I went to the front door and opened it. The world hadn't changed. It never would. The night breeze had a bite to it; memories of winters past. It felt good on my skin. My heart beat fast and hard, flushing the lethargy from my body. And over in the glow of the street lamp, the moths continued to dance and knock their heads against the burning bulb. They never learned; they only continued the dance.

I left and headed back to Shelley's apartment.

***
As I stepped over the syringes on the stairs, passed the shit-filled diaper on the third floor landing, I tried to think of what I might say to her.

When I reached the door of 202, I found it locked. I pressed the bell and waited for her to answer. Peering out through the chain-locked gap, she smiled weakly at me.

"One has to keep the bad types out," she said, and let me inside.

I followed, curious by her sudden change in attitude towards personal safety.

She led me through the hall into the bedroom where she crawled back beneath the covers.

"Sit down on the bed," she said. "Take your coat off."

"I'll stand, if that's OK."

She shrugged. "Free country."

I wanted to sit down, of course, but I was still confused by what was or wasn't happening between us.

She made small talk for the next five minutes, until finally I held my hand up to stop her. "Aren't you going to ask me what happened?"

She smiled. "No need."

"Maybe he's dead."

"Not yet," she said. "And not because of anything you've done."

"How can you be so sure?"

"I knew you once, remember?"

I blinked, and in that fraction of a second when my eyes closed I saw it on the back of my eyelids -- what I'd seen earlier lying on top of the speaker. A CD jewel case.

Ziggy Stardust and The Spiders from Mars.

I turned around and there it was.

So what? I asked myself.

"Come back here when it's done and show me the same mercy you show him."

I moved across the room and stood at her bedside.

"Gimme your hand," I said, reciting Bowie lyrics, an old lovers' routine of ours.

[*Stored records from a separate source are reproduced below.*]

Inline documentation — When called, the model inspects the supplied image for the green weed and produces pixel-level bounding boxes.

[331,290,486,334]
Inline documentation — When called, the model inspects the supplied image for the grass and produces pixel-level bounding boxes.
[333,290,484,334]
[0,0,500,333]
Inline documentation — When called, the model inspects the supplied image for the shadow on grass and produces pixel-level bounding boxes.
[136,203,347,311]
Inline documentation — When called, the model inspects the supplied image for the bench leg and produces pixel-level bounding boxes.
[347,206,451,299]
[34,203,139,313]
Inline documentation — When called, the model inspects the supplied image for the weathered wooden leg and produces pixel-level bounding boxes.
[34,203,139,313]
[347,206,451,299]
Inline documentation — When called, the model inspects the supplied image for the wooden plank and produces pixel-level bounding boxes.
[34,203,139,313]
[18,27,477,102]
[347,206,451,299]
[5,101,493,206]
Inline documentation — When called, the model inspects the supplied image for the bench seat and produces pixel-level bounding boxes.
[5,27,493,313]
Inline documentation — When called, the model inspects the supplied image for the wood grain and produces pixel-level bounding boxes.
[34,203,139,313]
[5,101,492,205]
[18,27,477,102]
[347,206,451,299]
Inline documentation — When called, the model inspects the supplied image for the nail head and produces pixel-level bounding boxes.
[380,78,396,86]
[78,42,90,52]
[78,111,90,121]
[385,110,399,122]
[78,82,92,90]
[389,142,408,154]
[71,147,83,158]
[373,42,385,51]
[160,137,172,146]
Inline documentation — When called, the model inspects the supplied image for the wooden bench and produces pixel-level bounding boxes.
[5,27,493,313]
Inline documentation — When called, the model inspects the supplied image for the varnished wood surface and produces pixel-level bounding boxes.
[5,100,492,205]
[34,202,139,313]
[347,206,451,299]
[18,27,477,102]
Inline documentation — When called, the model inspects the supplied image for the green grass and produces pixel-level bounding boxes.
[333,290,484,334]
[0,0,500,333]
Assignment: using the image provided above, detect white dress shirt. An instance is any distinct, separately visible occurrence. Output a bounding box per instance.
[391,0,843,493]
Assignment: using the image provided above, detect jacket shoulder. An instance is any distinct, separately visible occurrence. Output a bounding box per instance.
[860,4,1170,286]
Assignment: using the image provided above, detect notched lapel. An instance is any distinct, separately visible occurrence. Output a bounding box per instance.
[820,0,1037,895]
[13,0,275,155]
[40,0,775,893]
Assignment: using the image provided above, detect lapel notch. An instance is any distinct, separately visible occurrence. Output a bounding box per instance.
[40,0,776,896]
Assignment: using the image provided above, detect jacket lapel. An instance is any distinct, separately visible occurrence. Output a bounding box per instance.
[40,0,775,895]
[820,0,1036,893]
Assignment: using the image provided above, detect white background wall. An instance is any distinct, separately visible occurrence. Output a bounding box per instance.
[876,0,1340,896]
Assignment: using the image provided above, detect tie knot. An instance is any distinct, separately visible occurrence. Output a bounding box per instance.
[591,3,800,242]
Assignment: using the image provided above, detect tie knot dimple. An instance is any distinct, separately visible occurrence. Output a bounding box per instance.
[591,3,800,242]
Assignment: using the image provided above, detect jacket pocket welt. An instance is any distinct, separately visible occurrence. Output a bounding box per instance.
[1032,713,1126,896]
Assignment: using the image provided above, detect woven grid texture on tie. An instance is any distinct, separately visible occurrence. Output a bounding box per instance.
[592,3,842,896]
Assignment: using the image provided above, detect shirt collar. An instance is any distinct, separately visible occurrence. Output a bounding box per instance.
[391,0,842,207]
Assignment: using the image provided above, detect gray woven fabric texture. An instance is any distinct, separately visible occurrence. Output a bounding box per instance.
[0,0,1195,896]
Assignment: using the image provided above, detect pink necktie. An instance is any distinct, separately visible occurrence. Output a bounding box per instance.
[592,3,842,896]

"Because I'm wonderful?" she asked, gazing up at me with tear-rimmed eyes.

I squeezed her hand while I kissed the top of her head.

We talked and talked for hours until, exhausted, Shelley drifted off to sleep. I made a pot of coffee and walked around every room in the apartment two, three, four times, immersing myself in her life since our breakup, thinking about the past and, for the first time in years, the future, too. Eventually, I sat back down on the bed where she lay snoring beneath the covers. I laughed as I recalled how she'd kept me up many a night with that. I hoped she would again. Then I threw open a window and watched the sun rise, taking in the sights, sounds, and smells of the city I'd once thought of as a favorite winter coat. And although it was perhaps only a glimmer of its former glory, it was nevertheless mine, my coat city.

If we loved each other once, we could love each other again.